Crediting his staff and faculty first and foremost, Orr said, "Before we took over five years ago, the school was on probation 10 years in a row. So we've come a long way. We like to call it the new Manierre."

But the improvement at Manierre, at 1420 N. Hudson Ave., wasn't having the desired end result on students.

"We noticed the kids were getting their academics, but they weren't going off to college," Orr said.

The students weren't graduating from the neighborhood Lincoln Park High School.

"So I said, 'You know what? This is something I need to take on,'" Orr said. "If they're dropping out before they're juniors or seniors, then they need to start seeing colleges now, and not just read about going to college, but walk across the Morehouse campus, the Spellman campus, and talk to different people who are in college."

The ultimate goal, he added, is "not just thinking about college, not just wanting to go there, but to try to make it a reality."

Some 99 percent of Manierre students are low-income, with most coming from the Marshall Field Garden Apartments.

"Most of these families just don't have the funds to go to these places," Orr said. "Some of them, this will be their first time on a plane. This will be the first time out of the city. So we're just shooting for the stars."

If that seems overambitious to skeptics, Orr said look at the progress already made at Manierre.

"We were left for dead," he said. "We were the lowest of the lowest. We were one of the schools slated to be closed" in 2013.

"They were actually boxing us up while we were in the building," Orr added.
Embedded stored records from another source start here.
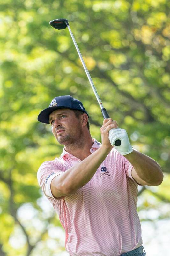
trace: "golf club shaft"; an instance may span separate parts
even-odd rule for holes
[[[80,51],[80,50],[78,49],[78,45],[77,45],[77,43],[76,42],[76,40],[74,38],[74,36],[73,35],[73,34],[71,32],[71,29],[70,27],[70,26],[68,24],[68,22],[67,23],[67,27],[68,28],[68,29],[69,29],[70,33],[70,34],[71,36],[71,38],[72,38],[72,39],[73,40],[74,44],[75,45],[75,47],[76,47],[76,48],[77,50],[77,52],[78,53],[78,56],[80,57],[81,61],[81,63],[82,63],[82,64],[83,65],[83,66],[84,68],[84,69],[85,70],[86,74],[87,75],[87,76],[88,78],[88,79],[89,79],[90,83],[91,85],[91,86],[93,89],[93,91],[94,92],[94,94],[95,95],[95,96],[96,97],[96,98],[97,100],[97,101],[101,109],[101,112],[102,113],[102,114],[103,115],[103,117],[104,118],[109,118],[109,117],[108,115],[108,114],[106,110],[102,104],[102,103],[101,102],[101,100],[100,100],[100,97],[99,97],[99,94],[98,93],[94,85],[94,84],[93,83],[92,79],[92,78],[90,76],[90,75],[89,73],[89,71],[88,71],[88,70],[87,70],[87,68],[86,66],[85,65],[85,62],[84,61],[83,59],[83,57],[82,57],[81,53]],[[115,141],[115,146],[120,146],[121,145],[121,141],[120,140],[117,140]]]
[[[102,103],[101,102],[101,100],[100,98],[100,97],[99,97],[99,95],[98,93],[97,92],[97,90],[96,90],[96,88],[95,87],[94,84],[93,83],[92,79],[91,77],[90,76],[90,75],[89,73],[89,72],[86,66],[85,65],[85,62],[83,58],[83,57],[82,56],[80,52],[78,49],[78,47],[77,45],[77,43],[76,41],[76,40],[75,40],[74,37],[74,36],[73,35],[73,34],[71,32],[71,29],[70,28],[70,26],[69,25],[67,25],[67,27],[68,29],[69,29],[69,30],[71,37],[71,38],[72,39],[73,41],[73,42],[74,44],[74,45],[75,45],[75,47],[76,47],[76,49],[77,50],[77,52],[78,53],[78,55],[80,57],[80,59],[81,61],[81,63],[82,63],[82,64],[84,68],[84,69],[85,70],[85,71],[87,75],[87,76],[88,78],[88,79],[89,79],[89,81],[90,82],[90,83],[91,85],[91,86],[92,87],[92,88],[93,89],[93,91],[95,95],[95,96],[96,96],[96,98],[97,100],[97,101],[99,104],[99,105],[101,108],[102,113],[103,114],[103,117],[104,118],[109,118],[109,116],[107,113],[106,110],[104,108],[104,107],[103,107],[102,104]]]

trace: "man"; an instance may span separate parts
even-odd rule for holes
[[[161,184],[161,168],[132,149],[126,131],[111,118],[100,128],[101,144],[92,139],[88,118],[70,96],[56,97],[40,113],[38,120],[51,124],[64,147],[59,158],[41,165],[39,183],[59,215],[70,256],[144,255],[138,184]],[[120,146],[112,145],[118,139]]]

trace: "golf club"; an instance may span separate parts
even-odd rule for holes
[[[78,49],[76,40],[74,38],[74,36],[71,30],[71,29],[69,25],[68,21],[66,19],[57,19],[56,20],[53,20],[53,21],[50,21],[49,25],[53,28],[54,28],[56,29],[60,30],[60,29],[66,29],[67,27],[68,28],[70,33],[71,37],[72,40],[76,47],[76,49],[78,53],[78,55],[80,59],[81,63],[83,65],[85,71],[87,75],[89,81],[90,82],[91,86],[92,88],[93,91],[95,95],[97,101],[99,104],[99,105],[101,109],[101,112],[102,113],[103,116],[104,118],[109,118],[109,116],[107,112],[106,109],[105,109],[103,105],[102,104],[101,100],[100,98],[99,95],[95,87],[93,81],[90,76],[90,75],[89,73],[89,71],[87,68],[85,64],[85,63],[83,57],[81,55],[80,52]],[[121,144],[121,141],[120,140],[117,140],[115,142],[115,146],[120,146]]]

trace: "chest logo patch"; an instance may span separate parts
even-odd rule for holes
[[[102,166],[102,167],[101,171],[102,173],[106,172],[107,170],[106,167],[105,167],[105,166]]]
[[[108,176],[110,176],[110,174],[109,174],[109,172],[107,169],[106,167],[105,166],[102,166],[101,168],[101,174],[100,176],[100,178],[101,177],[102,175],[106,174]]]

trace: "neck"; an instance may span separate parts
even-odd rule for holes
[[[68,153],[83,160],[92,153],[90,150],[93,143],[90,134],[89,136],[79,138],[78,143],[77,141],[75,144],[65,145],[64,147]]]

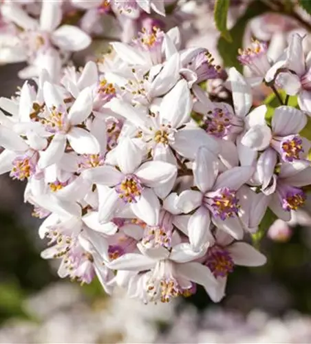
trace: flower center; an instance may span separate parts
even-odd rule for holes
[[[156,143],[169,144],[169,133],[165,130],[157,130],[154,134],[154,140]]]
[[[125,250],[119,245],[109,245],[108,255],[111,260],[116,259],[125,254]]]
[[[239,205],[235,190],[222,188],[215,193],[215,195],[208,198],[207,201],[208,207],[214,216],[224,220],[237,215]]]
[[[259,76],[263,76],[270,68],[267,57],[268,45],[266,43],[254,41],[250,47],[239,49],[237,57],[239,63],[247,65],[253,72]]]
[[[145,228],[142,244],[148,248],[171,248],[171,233],[159,226],[147,226]]]
[[[298,135],[291,136],[281,143],[282,158],[290,162],[300,158],[301,153],[303,153],[301,138]]]
[[[62,109],[53,107],[49,111],[49,114],[45,118],[42,118],[41,122],[45,127],[50,133],[58,133],[65,130],[67,127],[67,116],[65,111]]]
[[[28,155],[22,155],[15,158],[12,162],[10,176],[12,179],[24,180],[30,178],[35,172],[36,166]]]
[[[142,186],[140,180],[135,175],[127,175],[125,179],[116,186],[119,197],[125,203],[136,203],[140,198]]]
[[[208,248],[205,265],[215,277],[226,277],[233,271],[235,266],[229,252],[217,245]]]
[[[282,208],[287,211],[297,211],[304,204],[305,199],[305,194],[302,190],[292,187],[282,199]]]
[[[56,180],[52,183],[49,183],[50,189],[52,192],[57,192],[59,190],[61,190],[64,186],[66,186],[68,183],[67,182],[61,182],[59,180]]]
[[[226,109],[216,108],[208,113],[208,116],[204,119],[203,127],[205,131],[217,138],[223,138],[230,132],[232,114]]]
He was only months into the job when CPS' then-Chief Executive Officer Barbara Byrd Bennett came to the school and gave him 30 minutes "to tell me why should this school be saved," Orr recalled her saying.

"I knew where I wanted to go with the school, so when I finished talking three hours later, when she left, the next day we found out we were saved. From that point on," he added, "we've been moving forward ever since.

"I can't do it without the team I have here," Orr said. "It's not me. It's actually the wonderful job that my teachers are doing.

"They just needed to be reassured, loved, get some professional development, so we recruited more teachers onto our team, and we've been working our butts off for five years."

The story, Orr said, shouldn't go unnoticed given the city's battle with street violence.

"We're trying to bring something positive out of Chicago instead of always reading about someone getting shot," he said

In five years as principal, Orr said he's been to 42 funerals involving people who've attended Manierre or are somehow connected with the school.

So Manierre stays open after hours, he said, to give the students a place to be, like the computer lab, and to keep them off the streets.

"We do everything here to make sure the kids want to come to school and want to stay in school," Orr said, and ideally that includes staying in school through college. "I want them to know they're just as special as everyone else, and they should have the same opportunities."